Due to its low risk, the intervention in this trial will not include insurance for participants. However, we will refer patients to their medical services in case we think that they need assistance. Furthermore, a full explanation of the scope and limitations of the study will be told to the patients before they sign the informed consent.

Dissemination policy

The txt2heart Colombia trial is aimed to provide high level evidence that evaluates whether SMS messages delivered through mobile telephones change the behaviour of Colombian patients who have suffered a cardiovascular event. Trial results will be presented to the health local authorities, and if the intervention is effective and safe, we hope this strategy will be implemented quickly because of its low cost and wide-reaching impact on the population.

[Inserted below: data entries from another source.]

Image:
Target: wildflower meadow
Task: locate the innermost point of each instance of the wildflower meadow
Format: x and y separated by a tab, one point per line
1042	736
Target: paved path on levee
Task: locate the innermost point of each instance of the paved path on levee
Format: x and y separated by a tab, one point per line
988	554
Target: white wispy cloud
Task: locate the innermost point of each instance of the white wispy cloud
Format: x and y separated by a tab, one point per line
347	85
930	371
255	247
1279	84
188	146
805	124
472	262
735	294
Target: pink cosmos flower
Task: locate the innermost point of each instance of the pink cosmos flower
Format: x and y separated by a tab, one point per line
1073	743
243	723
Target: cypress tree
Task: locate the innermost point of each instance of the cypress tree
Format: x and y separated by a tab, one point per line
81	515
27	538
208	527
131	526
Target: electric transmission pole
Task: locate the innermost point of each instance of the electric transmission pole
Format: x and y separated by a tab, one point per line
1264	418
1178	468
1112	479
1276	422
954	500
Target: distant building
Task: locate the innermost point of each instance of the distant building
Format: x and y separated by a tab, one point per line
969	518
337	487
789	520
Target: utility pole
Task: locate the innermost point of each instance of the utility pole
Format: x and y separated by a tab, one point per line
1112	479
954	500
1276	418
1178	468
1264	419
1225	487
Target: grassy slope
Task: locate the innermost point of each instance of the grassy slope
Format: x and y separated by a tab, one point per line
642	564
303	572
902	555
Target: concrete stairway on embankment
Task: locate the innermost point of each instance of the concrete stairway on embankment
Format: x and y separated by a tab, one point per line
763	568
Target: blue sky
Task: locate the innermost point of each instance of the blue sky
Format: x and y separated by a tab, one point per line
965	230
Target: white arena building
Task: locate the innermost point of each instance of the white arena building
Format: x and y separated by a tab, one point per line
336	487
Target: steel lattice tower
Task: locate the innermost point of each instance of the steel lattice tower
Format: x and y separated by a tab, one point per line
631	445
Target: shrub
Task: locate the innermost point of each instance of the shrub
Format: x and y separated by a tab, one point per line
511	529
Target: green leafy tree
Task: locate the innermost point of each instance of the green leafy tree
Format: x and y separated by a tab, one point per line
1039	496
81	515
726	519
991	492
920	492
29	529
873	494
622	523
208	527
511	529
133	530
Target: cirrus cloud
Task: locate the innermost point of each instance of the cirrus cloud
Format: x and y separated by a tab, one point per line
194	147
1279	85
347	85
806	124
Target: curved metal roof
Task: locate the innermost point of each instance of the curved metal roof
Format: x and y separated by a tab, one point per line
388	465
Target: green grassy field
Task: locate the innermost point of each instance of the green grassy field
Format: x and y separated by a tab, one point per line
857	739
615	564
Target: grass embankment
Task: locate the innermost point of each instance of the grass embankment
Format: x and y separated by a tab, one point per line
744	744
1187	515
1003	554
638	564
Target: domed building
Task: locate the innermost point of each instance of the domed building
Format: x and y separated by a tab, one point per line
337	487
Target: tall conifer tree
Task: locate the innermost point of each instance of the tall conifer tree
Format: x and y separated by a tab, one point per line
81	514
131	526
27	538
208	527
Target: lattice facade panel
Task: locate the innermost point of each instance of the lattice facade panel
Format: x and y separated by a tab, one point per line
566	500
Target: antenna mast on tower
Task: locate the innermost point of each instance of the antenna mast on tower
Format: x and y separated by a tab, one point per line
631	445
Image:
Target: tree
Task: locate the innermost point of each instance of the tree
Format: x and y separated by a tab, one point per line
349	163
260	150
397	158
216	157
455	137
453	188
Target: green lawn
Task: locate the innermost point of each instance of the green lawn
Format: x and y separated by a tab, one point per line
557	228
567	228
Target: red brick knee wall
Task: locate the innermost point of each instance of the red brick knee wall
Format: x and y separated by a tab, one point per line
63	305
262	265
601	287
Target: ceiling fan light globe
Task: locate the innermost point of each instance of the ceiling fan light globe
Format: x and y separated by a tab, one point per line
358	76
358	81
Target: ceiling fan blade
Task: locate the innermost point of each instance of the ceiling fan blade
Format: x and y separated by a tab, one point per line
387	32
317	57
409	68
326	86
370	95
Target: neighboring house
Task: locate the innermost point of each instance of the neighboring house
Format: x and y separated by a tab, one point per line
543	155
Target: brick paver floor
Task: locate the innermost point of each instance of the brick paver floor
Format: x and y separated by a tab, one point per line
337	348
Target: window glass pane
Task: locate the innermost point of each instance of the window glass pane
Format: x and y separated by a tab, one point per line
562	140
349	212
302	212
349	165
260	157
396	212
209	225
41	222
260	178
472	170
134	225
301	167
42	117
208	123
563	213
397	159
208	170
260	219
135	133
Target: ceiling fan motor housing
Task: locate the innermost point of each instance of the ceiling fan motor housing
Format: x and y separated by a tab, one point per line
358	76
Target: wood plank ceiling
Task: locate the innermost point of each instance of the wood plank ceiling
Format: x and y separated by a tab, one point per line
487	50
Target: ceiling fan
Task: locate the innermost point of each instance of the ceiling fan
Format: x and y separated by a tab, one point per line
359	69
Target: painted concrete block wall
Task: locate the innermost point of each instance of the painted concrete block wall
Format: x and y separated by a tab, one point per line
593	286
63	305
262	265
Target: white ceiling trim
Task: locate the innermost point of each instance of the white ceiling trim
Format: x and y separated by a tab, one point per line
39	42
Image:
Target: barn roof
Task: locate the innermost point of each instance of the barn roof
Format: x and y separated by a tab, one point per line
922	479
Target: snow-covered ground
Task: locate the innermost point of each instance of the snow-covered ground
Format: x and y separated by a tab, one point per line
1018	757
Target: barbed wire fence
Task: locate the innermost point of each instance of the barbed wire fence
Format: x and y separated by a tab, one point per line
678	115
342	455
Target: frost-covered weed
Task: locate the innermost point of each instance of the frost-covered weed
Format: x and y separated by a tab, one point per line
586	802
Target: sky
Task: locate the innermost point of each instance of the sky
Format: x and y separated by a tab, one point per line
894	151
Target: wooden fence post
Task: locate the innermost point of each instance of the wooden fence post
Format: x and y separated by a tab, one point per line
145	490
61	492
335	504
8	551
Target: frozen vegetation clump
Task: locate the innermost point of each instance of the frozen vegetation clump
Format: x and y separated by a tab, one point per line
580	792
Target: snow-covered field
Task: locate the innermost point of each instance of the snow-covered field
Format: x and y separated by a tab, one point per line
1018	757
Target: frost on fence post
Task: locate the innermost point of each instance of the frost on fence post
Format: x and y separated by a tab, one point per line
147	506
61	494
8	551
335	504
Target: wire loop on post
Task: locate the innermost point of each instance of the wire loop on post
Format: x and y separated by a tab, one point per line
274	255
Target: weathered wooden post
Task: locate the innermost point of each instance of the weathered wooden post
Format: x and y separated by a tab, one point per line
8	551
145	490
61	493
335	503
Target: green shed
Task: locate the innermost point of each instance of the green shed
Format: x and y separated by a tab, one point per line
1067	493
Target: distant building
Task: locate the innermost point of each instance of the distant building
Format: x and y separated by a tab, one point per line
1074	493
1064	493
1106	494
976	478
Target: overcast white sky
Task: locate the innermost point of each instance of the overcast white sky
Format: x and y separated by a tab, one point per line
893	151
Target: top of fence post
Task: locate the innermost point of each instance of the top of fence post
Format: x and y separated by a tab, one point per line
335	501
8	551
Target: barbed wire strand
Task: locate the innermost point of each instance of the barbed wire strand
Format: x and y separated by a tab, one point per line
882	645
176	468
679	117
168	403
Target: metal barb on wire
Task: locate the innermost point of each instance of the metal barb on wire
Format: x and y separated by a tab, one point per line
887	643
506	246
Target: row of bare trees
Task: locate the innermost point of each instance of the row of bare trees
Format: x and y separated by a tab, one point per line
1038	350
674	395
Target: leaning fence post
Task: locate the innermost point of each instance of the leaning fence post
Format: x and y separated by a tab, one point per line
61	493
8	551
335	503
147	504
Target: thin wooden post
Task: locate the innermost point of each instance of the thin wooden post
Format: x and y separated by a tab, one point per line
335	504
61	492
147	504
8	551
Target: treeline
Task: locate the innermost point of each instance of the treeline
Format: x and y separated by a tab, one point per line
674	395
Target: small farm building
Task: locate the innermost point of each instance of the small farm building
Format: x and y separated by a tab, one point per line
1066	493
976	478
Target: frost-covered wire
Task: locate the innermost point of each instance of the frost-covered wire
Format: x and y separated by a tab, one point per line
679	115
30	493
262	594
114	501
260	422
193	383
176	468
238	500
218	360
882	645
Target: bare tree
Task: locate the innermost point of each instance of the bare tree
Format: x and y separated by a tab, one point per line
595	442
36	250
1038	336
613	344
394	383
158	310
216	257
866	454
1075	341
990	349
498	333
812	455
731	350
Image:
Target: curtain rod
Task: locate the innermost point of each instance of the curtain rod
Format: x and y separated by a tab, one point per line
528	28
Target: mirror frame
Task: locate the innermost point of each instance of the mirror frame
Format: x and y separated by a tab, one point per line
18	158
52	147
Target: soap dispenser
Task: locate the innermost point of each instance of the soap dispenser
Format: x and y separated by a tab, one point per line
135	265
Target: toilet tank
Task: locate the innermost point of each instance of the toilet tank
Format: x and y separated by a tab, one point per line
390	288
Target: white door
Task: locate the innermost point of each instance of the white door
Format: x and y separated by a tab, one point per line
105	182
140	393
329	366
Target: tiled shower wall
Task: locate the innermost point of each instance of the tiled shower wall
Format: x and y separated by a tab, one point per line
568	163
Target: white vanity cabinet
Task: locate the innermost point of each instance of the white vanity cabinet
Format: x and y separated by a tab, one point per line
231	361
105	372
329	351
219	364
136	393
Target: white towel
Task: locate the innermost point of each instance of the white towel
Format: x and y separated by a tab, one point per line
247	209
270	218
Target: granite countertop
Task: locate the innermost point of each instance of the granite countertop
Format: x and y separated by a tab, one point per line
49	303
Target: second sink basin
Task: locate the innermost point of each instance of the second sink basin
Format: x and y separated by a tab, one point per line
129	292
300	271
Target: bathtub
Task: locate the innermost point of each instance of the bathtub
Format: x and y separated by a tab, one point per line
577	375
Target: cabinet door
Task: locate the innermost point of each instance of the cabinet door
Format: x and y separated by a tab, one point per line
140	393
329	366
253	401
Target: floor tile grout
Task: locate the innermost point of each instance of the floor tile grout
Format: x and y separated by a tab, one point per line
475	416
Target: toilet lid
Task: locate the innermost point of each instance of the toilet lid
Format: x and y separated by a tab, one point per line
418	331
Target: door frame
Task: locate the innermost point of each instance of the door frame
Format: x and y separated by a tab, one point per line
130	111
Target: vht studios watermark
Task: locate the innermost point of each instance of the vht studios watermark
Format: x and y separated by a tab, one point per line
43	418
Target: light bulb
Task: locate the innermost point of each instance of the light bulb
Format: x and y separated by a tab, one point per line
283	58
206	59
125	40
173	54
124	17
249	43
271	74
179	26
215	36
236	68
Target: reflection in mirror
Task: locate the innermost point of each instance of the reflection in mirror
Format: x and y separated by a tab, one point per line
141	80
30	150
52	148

The results from the trial will be published in an open journal to provide scientists, clinicians and policymakers access to the data.

Limitations

Because, it is probably that most of patients will start the study already on statins, the LDL changes need to be evaluated with caution considering participants’ start point. Likewise, power calculation is based on pre versus post statin treatment, rather than on-therapy at baseline changes. Regarding heart rate and blood pressure, because there is not power calculation; comparing entry and exit measures is limited. Finally, adherence measures are limited because we will not establish a baseline and we must consider self-reported scales downsides.